HapticLLaMA: A Multimodal Sensory Language Model for Haptic Captioning
Guimin Hu, Daniel Hershcovich, Hasti Seifi
TL;DR
HapticLLaMA introduces the first multimodal sensory language model for haptic captioning, translating vibration signals into category-specific natural language descriptions. It leverages two haptic tokenizers (Frequency-based and EnCodec-based), a LoRA-enhanced LLaMA backbone, and a two-stage training pipeline augmented with RLHF via Direct Preference Optimization, trained on HapticCap and VibRate data.

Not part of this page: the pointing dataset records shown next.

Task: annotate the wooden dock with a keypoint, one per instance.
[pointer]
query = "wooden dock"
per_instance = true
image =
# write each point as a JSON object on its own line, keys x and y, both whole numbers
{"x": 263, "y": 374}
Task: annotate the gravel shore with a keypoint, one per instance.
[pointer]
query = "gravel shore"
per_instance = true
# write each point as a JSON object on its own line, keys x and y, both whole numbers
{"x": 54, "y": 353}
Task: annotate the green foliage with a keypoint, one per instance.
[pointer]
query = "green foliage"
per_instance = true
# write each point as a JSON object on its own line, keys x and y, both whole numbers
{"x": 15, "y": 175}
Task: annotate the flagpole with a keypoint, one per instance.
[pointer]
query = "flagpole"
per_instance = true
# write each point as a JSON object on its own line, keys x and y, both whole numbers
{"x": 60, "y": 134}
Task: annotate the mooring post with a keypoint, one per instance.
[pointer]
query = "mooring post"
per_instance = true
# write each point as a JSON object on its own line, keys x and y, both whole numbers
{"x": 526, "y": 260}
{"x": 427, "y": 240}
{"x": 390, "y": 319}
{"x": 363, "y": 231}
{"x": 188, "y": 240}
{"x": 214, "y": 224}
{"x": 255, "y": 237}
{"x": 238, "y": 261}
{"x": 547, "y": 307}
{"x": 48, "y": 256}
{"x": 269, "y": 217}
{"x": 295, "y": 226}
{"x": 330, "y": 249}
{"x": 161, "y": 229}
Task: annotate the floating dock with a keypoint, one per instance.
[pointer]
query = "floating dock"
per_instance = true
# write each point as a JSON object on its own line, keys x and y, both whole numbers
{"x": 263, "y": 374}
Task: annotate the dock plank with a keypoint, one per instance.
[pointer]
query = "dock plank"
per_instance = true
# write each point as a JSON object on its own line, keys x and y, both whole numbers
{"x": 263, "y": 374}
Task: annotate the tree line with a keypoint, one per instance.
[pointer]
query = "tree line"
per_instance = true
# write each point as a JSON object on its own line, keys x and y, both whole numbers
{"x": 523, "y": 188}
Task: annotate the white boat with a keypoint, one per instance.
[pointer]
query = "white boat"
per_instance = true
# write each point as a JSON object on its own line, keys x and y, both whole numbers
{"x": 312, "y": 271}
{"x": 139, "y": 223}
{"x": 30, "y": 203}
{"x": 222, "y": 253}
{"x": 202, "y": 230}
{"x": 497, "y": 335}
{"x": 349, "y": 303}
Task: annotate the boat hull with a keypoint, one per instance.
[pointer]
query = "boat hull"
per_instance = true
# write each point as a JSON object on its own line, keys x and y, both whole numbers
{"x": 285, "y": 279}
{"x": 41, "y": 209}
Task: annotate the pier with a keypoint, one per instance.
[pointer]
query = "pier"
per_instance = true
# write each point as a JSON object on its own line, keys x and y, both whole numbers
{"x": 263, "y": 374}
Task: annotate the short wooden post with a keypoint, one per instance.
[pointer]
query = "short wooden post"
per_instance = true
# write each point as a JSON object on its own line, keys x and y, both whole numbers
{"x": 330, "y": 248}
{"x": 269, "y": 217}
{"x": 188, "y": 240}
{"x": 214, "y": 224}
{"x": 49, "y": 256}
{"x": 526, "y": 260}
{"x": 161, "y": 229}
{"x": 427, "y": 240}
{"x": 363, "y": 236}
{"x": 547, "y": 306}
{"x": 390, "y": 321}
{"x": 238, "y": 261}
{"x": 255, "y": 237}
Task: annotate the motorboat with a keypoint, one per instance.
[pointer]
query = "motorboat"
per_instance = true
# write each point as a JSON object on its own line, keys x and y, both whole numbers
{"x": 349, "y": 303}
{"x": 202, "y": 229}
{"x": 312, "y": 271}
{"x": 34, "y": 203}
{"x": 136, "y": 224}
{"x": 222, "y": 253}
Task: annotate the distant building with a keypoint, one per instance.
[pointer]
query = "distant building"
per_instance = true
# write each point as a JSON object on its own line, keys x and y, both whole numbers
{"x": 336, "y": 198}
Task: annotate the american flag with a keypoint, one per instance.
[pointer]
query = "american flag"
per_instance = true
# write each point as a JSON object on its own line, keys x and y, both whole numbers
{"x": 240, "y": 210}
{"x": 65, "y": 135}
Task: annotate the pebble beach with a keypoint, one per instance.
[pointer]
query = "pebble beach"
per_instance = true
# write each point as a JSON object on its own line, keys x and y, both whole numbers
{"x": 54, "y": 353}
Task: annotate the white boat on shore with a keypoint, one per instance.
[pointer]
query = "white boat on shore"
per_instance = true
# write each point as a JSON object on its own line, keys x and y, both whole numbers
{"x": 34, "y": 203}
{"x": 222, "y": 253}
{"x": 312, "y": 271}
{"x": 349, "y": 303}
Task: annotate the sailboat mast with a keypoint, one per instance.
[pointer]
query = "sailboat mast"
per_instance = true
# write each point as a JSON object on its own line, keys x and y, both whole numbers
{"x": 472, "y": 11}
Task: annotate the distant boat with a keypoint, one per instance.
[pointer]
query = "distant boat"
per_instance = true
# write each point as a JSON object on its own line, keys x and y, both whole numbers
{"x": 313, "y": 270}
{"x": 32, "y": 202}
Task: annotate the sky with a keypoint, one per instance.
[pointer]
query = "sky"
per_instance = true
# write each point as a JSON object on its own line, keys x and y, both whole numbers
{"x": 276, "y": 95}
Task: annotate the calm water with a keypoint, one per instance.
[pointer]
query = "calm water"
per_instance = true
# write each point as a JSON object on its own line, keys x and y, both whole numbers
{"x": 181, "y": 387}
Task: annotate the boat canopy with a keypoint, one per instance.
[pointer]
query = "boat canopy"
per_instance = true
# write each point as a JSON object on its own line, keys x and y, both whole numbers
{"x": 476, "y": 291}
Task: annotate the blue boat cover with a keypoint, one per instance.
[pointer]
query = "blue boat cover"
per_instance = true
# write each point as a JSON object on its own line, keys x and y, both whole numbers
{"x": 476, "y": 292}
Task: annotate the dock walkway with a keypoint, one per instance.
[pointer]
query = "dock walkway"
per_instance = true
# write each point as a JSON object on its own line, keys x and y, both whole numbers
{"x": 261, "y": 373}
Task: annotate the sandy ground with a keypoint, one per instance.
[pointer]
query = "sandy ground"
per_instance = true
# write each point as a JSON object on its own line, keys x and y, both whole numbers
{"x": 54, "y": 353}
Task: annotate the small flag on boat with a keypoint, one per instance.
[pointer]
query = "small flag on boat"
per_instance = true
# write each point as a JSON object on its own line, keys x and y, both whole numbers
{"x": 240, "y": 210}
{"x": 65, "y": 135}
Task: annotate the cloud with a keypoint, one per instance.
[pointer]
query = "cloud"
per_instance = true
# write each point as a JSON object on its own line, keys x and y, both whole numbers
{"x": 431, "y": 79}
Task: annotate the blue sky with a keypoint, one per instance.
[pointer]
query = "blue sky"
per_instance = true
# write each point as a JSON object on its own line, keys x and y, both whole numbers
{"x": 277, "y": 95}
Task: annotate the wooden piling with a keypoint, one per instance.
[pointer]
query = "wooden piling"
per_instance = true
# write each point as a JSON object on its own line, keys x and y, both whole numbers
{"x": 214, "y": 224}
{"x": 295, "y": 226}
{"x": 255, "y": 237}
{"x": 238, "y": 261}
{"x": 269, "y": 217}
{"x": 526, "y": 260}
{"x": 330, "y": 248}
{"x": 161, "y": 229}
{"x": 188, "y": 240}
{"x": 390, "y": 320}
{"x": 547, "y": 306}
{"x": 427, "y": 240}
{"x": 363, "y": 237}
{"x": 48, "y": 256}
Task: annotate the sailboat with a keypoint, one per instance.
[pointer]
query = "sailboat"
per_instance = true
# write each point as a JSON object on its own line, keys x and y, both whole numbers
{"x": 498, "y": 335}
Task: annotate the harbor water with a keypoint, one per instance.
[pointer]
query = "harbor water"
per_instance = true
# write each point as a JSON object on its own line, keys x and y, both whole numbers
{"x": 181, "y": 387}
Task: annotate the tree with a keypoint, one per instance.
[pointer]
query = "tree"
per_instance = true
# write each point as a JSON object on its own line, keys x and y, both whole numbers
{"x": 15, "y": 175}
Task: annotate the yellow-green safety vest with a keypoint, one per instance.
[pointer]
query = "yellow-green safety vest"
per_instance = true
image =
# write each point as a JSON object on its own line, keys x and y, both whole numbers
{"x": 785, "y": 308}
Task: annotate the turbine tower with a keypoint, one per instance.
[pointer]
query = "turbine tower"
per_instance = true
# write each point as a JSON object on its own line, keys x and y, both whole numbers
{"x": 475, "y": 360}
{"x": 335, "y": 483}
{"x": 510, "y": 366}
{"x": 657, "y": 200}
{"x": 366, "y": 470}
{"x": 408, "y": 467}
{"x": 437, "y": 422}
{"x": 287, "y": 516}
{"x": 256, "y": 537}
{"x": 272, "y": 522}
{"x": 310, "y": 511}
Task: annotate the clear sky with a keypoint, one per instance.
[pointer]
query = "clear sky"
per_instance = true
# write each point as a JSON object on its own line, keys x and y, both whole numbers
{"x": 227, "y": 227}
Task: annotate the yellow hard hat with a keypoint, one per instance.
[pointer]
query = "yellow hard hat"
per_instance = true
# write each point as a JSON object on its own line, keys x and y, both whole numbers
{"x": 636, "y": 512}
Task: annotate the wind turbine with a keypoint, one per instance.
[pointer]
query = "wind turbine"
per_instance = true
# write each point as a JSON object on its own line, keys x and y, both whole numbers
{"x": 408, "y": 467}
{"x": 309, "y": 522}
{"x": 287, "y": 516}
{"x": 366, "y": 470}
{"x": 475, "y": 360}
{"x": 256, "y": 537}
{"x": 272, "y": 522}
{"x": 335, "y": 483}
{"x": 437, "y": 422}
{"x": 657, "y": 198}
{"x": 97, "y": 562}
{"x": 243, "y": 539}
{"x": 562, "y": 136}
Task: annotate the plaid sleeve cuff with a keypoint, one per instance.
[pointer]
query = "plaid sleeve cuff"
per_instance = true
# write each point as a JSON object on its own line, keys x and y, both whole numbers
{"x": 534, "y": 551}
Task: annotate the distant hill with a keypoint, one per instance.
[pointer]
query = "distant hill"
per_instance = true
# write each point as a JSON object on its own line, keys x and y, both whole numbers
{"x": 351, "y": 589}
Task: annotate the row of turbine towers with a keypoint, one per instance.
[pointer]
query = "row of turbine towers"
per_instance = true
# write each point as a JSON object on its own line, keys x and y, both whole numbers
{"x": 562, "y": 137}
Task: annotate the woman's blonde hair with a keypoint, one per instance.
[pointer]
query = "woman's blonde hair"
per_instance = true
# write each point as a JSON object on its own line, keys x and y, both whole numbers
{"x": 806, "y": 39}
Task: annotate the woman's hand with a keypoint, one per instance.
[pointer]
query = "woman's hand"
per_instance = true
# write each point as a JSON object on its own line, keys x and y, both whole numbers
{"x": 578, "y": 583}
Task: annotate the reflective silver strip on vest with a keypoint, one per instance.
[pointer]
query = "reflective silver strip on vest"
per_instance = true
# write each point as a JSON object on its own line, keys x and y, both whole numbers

The approach yields strong perceptual alignment, with automated metrics showing BLEU-4 up to 32.06 and METEOR up to 59.98, and human evaluations indicating over 61% of captions rated above 3.5 on a 7-point scale, improved further by RLHF. This work demonstrates that large language models can effectively process tactile signals, enabling haptic captioning for VR, accessibility, and rehabilitation applications, and provides two tokenization strategies and a dedicated vibrotactile dataset for future research.
Abstract
Haptic captioning is the task of generating natural language descriptions from haptic signals, such as vibrations, for use in virtual reality, accessibility, and rehabilitation applications. While previous multimodal research has focused primarily on vision and audio, haptic signals for the sense of touch remain underexplored. To address this gap, we formalize the haptic captioning task and propose HapticLLaMA, a multimodal sensory language model that interprets vibration signals into descriptions in a given sensory, emotional, or associative category. We investigate two types of haptic tokenizers, a frequency-based tokenizer and an EnCodec-based tokenizer, that convert haptic signals into sequences of discrete units, enabling their integration with the LLaMA model. HapticLLaMA is trained in two stages: (1) supervised fine-tuning using the LLaMA architecture with LoRA-based adaptation, and (2) fine-tuning via reinforcement learning from human feedback (RLHF). We assess HapticLLaMA's captioning performance using both automated n-gram metrics and human evaluation. HapticLLaMA demonstrates strong capability in interpreting haptic vibration signals, achieving a METEOR score of 59.98 and a BLEU-4 score of 32.06 respectively. Additionally, over 61% of the generated captions received human ratings above 3.5 on a 7-point scale, with RLHF yielding a 10% improvement in the overall rating distribution, indicating stronger alignment with human haptic perception. These findings highlight the potential of large language models to process and adapt to sensory data.